Campaigns: Erratic, event-based statistic boosts that are temporary and unsustainable are definitely not the best for marketing, long-term. Thankfully, videos have shown nothing but a steady, consistent rise in terms of performance and ROI. As MarTech points out, having content that can be improved overtime is leagues better than having content that just targets something in the moment. Audio-visual media definitely checks the box in that regard, seeing as there always has—and predictably always will be—video trends.
Permission Marketing: Sending cold emails and cold calls is simply not done anymore. People want to be warmed up to the subject. Video, when done right, can be connect to the viewer on an emotional, personable level. Live-action videos are especially effective, as the person on-screen can effectively convey emotions that get felt—and unconsciously mirrored—by the viewer.
The Future of Video Marketing
In Q1 of 2016, Vala Afshar of Huffington Post correctly predicted that video would move towards a more interactive format (the start of 360° video and Live Video), personalized videos would garner more views and engagement, and that video marketing itself would become a core competency within marketing organizations.
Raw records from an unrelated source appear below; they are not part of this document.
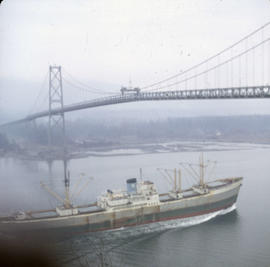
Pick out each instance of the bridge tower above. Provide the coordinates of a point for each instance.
(57, 120)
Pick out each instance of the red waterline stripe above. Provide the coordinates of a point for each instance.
(159, 220)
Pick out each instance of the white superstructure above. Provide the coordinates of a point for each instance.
(138, 194)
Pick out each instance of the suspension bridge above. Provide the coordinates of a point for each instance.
(241, 71)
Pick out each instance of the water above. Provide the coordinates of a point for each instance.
(239, 238)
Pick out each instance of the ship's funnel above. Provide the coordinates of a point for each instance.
(132, 186)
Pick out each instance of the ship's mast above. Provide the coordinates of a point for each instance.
(202, 166)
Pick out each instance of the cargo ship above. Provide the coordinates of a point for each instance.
(139, 204)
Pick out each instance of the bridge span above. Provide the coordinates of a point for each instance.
(248, 92)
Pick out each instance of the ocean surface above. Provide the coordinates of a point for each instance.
(236, 237)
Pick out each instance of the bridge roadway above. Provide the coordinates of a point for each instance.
(219, 93)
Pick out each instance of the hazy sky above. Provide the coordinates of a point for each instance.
(105, 43)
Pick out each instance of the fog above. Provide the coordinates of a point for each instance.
(104, 44)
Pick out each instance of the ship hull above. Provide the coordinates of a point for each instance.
(217, 199)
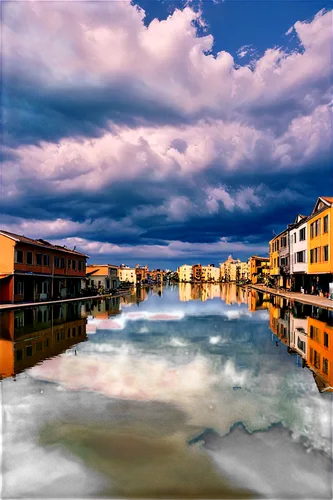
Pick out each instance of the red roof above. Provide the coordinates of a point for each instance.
(41, 243)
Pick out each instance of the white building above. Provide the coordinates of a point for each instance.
(185, 273)
(298, 251)
(210, 273)
(128, 274)
(299, 335)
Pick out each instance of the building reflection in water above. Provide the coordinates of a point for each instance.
(228, 292)
(30, 335)
(308, 331)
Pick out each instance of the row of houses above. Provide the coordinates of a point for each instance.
(301, 256)
(35, 270)
(230, 271)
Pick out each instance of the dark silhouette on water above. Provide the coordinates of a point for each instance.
(277, 463)
(31, 470)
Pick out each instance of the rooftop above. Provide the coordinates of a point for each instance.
(43, 244)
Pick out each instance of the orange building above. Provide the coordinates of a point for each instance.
(197, 272)
(320, 245)
(35, 270)
(102, 275)
(320, 349)
(156, 275)
(259, 268)
(141, 273)
(30, 335)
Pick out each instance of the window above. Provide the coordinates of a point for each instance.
(325, 339)
(28, 350)
(59, 262)
(315, 228)
(314, 333)
(316, 360)
(18, 287)
(29, 258)
(302, 234)
(301, 345)
(19, 256)
(315, 255)
(325, 253)
(300, 256)
(19, 354)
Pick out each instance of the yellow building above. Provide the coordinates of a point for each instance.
(210, 273)
(233, 270)
(320, 245)
(279, 259)
(185, 273)
(105, 275)
(320, 349)
(259, 268)
(127, 274)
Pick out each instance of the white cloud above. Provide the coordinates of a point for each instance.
(228, 120)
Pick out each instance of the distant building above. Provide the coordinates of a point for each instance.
(141, 273)
(197, 273)
(127, 274)
(185, 273)
(210, 274)
(234, 270)
(35, 270)
(156, 275)
(258, 268)
(102, 275)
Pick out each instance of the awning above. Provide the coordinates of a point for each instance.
(3, 276)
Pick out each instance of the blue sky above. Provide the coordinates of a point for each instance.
(164, 132)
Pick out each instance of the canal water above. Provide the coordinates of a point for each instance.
(172, 392)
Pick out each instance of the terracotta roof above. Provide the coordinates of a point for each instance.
(41, 243)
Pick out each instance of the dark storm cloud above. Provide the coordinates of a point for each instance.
(132, 135)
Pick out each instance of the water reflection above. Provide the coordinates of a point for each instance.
(30, 335)
(164, 376)
(307, 331)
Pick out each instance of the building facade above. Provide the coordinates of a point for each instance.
(210, 274)
(102, 275)
(234, 270)
(298, 239)
(185, 273)
(35, 270)
(259, 268)
(320, 246)
(197, 273)
(127, 274)
(141, 273)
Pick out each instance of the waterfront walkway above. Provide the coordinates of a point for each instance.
(50, 302)
(313, 300)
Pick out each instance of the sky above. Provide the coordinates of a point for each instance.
(164, 133)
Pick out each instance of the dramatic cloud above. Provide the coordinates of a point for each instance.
(118, 133)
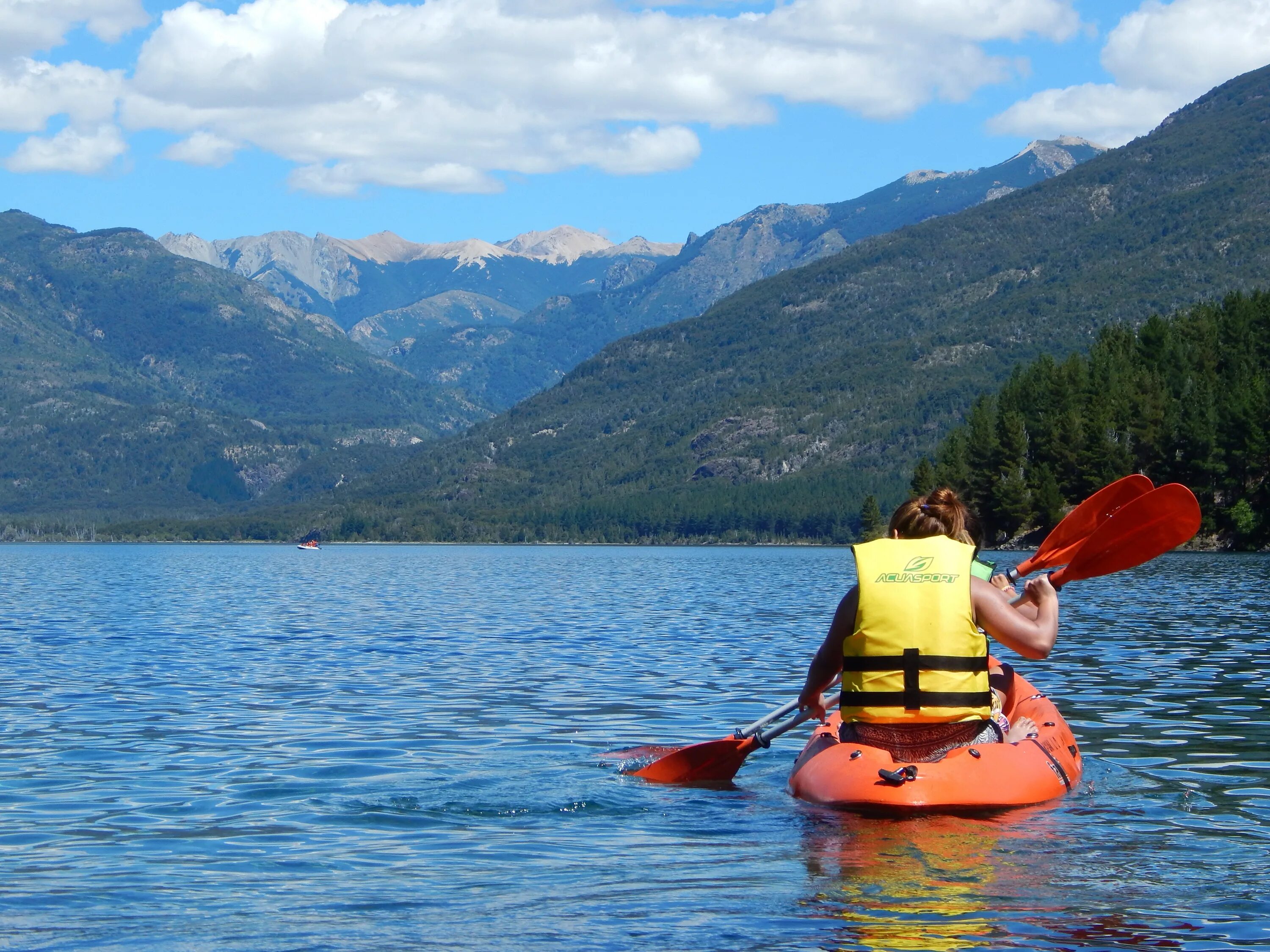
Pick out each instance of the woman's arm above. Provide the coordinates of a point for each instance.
(828, 658)
(1030, 638)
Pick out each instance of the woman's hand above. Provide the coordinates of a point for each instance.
(811, 701)
(1041, 591)
(1001, 582)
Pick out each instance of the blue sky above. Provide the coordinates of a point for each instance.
(808, 151)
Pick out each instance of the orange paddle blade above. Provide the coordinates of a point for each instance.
(1140, 531)
(1079, 525)
(713, 761)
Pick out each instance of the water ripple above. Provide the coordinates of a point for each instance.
(402, 747)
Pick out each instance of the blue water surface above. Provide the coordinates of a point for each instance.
(399, 747)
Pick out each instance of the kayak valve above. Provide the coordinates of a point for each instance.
(898, 777)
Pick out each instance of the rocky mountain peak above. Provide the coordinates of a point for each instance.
(560, 245)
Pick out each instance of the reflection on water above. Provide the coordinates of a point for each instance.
(253, 748)
(912, 884)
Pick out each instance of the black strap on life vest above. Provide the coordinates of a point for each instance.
(912, 697)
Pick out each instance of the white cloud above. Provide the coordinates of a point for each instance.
(70, 150)
(1162, 56)
(440, 96)
(31, 92)
(40, 25)
(202, 149)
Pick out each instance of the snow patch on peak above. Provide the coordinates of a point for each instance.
(468, 252)
(641, 247)
(190, 245)
(383, 247)
(560, 245)
(1052, 153)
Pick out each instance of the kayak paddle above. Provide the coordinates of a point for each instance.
(718, 761)
(1143, 528)
(1079, 525)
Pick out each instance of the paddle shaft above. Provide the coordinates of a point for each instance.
(1082, 522)
(768, 737)
(773, 716)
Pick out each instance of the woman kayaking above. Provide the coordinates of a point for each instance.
(907, 639)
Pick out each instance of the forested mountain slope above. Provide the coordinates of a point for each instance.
(125, 370)
(790, 399)
(1182, 400)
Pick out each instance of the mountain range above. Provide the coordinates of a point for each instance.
(146, 384)
(136, 381)
(455, 314)
(775, 412)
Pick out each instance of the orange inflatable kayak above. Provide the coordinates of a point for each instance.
(982, 777)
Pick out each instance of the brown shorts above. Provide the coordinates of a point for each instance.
(920, 743)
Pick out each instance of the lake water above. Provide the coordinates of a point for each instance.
(256, 748)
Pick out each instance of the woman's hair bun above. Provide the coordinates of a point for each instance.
(940, 513)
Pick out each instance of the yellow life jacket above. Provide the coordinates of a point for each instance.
(916, 655)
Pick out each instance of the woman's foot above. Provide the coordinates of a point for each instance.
(1022, 729)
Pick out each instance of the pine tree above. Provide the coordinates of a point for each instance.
(1047, 498)
(953, 469)
(870, 520)
(1011, 498)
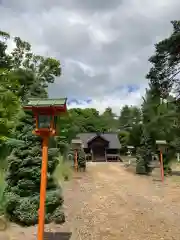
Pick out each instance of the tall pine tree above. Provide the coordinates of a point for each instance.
(24, 164)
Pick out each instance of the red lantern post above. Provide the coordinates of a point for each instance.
(45, 112)
(162, 145)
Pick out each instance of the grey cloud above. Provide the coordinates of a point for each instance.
(114, 38)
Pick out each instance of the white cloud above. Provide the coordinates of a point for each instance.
(103, 45)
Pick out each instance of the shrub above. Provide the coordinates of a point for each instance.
(63, 170)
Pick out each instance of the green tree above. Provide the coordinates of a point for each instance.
(24, 163)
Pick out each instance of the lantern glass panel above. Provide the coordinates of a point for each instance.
(44, 121)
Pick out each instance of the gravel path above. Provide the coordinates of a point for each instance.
(109, 203)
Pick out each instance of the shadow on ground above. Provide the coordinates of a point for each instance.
(175, 173)
(57, 235)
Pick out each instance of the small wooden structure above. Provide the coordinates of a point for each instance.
(45, 112)
(76, 145)
(100, 147)
(162, 147)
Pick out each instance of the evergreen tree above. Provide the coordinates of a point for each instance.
(22, 191)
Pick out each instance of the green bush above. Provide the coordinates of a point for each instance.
(63, 170)
(22, 189)
(81, 159)
(2, 195)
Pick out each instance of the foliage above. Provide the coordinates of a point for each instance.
(63, 170)
(23, 75)
(81, 159)
(24, 166)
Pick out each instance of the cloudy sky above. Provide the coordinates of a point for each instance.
(103, 45)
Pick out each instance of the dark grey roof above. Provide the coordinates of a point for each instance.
(112, 138)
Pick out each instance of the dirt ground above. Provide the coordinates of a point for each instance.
(109, 203)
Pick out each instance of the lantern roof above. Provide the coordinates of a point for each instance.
(34, 102)
(41, 105)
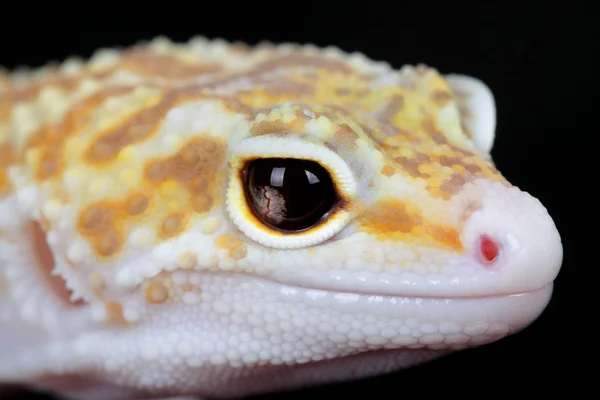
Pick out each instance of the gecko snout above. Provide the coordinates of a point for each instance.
(513, 239)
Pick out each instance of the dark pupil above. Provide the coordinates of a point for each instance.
(289, 194)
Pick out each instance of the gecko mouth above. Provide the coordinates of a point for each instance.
(45, 263)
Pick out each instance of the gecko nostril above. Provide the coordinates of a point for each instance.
(489, 249)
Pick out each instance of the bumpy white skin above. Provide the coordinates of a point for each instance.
(280, 317)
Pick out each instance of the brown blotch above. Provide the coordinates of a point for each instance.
(300, 60)
(157, 292)
(99, 224)
(108, 244)
(50, 139)
(391, 216)
(452, 186)
(137, 204)
(285, 87)
(132, 130)
(441, 97)
(411, 165)
(345, 135)
(202, 203)
(96, 218)
(236, 248)
(199, 158)
(172, 226)
(391, 219)
(391, 109)
(114, 313)
(448, 236)
(432, 130)
(267, 127)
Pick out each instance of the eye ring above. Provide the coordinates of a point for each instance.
(292, 149)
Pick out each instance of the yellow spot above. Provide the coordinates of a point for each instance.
(127, 176)
(168, 188)
(210, 226)
(187, 260)
(387, 170)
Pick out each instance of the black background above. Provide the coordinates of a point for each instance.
(538, 59)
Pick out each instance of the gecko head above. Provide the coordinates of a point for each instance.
(294, 236)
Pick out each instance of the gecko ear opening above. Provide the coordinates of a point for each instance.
(477, 107)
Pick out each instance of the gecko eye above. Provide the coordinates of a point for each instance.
(288, 194)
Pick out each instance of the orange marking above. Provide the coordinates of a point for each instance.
(6, 159)
(391, 219)
(237, 249)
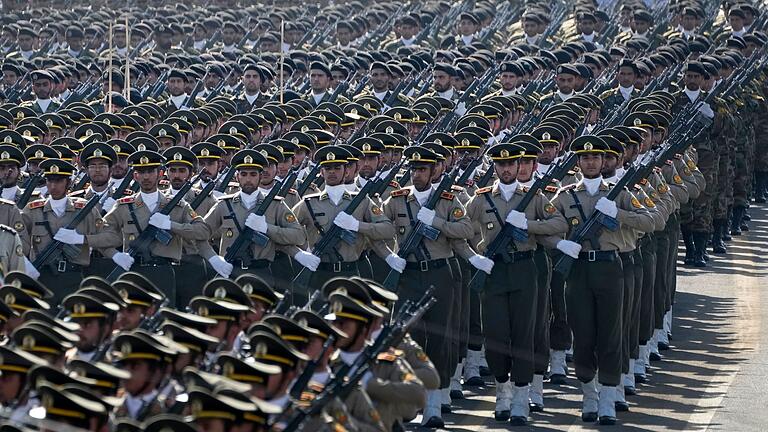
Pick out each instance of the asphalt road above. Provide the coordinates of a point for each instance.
(714, 378)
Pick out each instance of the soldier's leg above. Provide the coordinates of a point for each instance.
(191, 276)
(559, 330)
(61, 283)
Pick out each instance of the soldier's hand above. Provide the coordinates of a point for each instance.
(160, 220)
(517, 219)
(307, 259)
(569, 248)
(123, 259)
(256, 223)
(108, 204)
(606, 207)
(395, 262)
(221, 266)
(30, 269)
(482, 263)
(69, 236)
(346, 221)
(426, 216)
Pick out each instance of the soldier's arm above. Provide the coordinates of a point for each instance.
(287, 231)
(549, 221)
(375, 225)
(458, 224)
(632, 214)
(192, 227)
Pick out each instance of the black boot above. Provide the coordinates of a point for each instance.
(700, 246)
(760, 187)
(718, 246)
(690, 249)
(736, 218)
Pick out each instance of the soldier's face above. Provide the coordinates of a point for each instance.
(506, 171)
(9, 174)
(249, 180)
(42, 88)
(98, 171)
(333, 173)
(177, 175)
(421, 176)
(367, 166)
(591, 164)
(57, 186)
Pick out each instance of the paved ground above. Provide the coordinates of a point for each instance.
(714, 378)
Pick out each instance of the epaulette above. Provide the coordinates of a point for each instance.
(36, 204)
(387, 357)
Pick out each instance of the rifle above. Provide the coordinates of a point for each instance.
(69, 251)
(29, 188)
(334, 234)
(509, 232)
(151, 233)
(239, 248)
(421, 230)
(591, 228)
(348, 376)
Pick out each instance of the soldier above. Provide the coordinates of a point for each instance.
(317, 212)
(46, 220)
(541, 219)
(134, 214)
(597, 337)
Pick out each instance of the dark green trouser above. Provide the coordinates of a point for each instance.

A Cisco study published by Tubular Insights predicts that video will make up 80% of the world’s internet traffic in 2019. They also predict that internet video to TV rate will increase fouffold by the same year. Another breathtaking prediction is that it will take an average user 5 million years to watch every video produced in a single month by 2019.
Needless to say, Los Angeles video marketing has risen to the top, and it looks content to stay there. The internet has nothing but praises for video, and marketers seem to be benefitting more and more with each new trend and social media platform. What is the future of video marketing? According to Forbes, video marketing is the future.